Design Proposal: Client-Assisted Staleness Detection & Amendment System for Member Data
Author: Stephen Tan
Date: June 28, 2025
Status: Client Side is to be implemented
Scope: Applies to event.members
and chat.members
user data
NOTE:
- This is the concept on how data will be kept in sync in CaughtUp.app
- This is an abstracted overview of the system.
- Data is denormalized across the system for speed!
Problem
User profile data (e.g., display name, avatar) is duplicated across:
- Friends nodes in
/users/{userId}/friends
- Members collections in
/events/{eventId}/members
and/chats/{chatId}/members
Updating every instance on user profile change causes:
- Redundant writes for stale/unvisited resources (e.g., inactive chats, old events)
- Unnecessary reads and comparisons on already synced data
Backend Data Structure Overview
User profile data (e.g. display name, photoURL) is denormalized across multiple collections:
/
├── users/
│ └── {userId}/
│ └── friends/
│ └── {friendId}: {displayName, photoURL, ...}
├── chats/
│ └── {chatId}/
│ └── members/
│ └── {userId}: {displayName, photoURL, ...}
├── events/
│ └── {eventId}/
│ └── members/
│ └── {userId}: {displayName, photoURL, ...}
When a user updates their profile, data in /users/{userId}
and /users/{friendId}/friends/{userId}
is updated immediately, but duplicated values in every event or chat they participated in are not.

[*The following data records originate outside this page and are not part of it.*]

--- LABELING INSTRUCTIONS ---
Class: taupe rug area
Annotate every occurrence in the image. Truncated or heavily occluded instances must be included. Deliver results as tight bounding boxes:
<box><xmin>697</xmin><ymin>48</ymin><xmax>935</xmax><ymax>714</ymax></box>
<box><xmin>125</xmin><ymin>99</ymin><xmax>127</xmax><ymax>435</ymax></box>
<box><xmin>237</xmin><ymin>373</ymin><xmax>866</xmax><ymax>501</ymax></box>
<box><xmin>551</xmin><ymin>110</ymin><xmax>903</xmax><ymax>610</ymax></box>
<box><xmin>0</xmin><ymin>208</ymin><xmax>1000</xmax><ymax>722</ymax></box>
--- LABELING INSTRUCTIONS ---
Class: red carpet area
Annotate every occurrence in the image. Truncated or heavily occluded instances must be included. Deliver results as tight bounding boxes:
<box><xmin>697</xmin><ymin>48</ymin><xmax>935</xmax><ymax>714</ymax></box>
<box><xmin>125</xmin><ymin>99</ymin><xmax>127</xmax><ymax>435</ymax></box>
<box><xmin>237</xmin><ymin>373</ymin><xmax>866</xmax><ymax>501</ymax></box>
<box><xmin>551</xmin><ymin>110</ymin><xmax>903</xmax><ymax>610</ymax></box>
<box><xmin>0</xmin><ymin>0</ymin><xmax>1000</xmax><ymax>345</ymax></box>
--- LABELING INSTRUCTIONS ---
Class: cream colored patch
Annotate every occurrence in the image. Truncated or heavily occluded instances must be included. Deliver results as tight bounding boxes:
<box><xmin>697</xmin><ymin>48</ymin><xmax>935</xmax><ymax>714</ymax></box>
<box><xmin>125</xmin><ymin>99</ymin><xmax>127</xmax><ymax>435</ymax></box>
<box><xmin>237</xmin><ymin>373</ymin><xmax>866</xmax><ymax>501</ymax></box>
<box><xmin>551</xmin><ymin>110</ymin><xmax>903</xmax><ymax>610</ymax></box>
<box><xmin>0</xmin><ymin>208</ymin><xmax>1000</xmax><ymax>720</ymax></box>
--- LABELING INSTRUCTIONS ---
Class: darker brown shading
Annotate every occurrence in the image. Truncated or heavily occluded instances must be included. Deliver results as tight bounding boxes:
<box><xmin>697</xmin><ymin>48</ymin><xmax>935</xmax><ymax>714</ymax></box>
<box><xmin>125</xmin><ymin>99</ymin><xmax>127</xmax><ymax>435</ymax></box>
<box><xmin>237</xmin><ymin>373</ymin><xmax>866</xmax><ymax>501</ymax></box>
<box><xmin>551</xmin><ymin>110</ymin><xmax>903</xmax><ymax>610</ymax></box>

With hundreds of references per user, updating them all reactively (on every change) could be expensive. The challenge is balancing:
• Data freshness in visible or relevant places • System-wide performance and bandwidth
Design Goal
Deliver a scalable, performant strategy for keeping profile metadata in chat.members
and event.members
up-to-date without unnecessary compute.
Proposal: Client-Assisted Amendment Flow
Clients detect stale user data using local knowledge from their /friends
nodes. If the client detects older or mismatched user data when fetching event.members
or chat.members
, it flags those user IDs to an amendment endpoint.
The backend then asynchronously:
- Validates whether data is stale.
- Updates outdated member documents (only if necessary).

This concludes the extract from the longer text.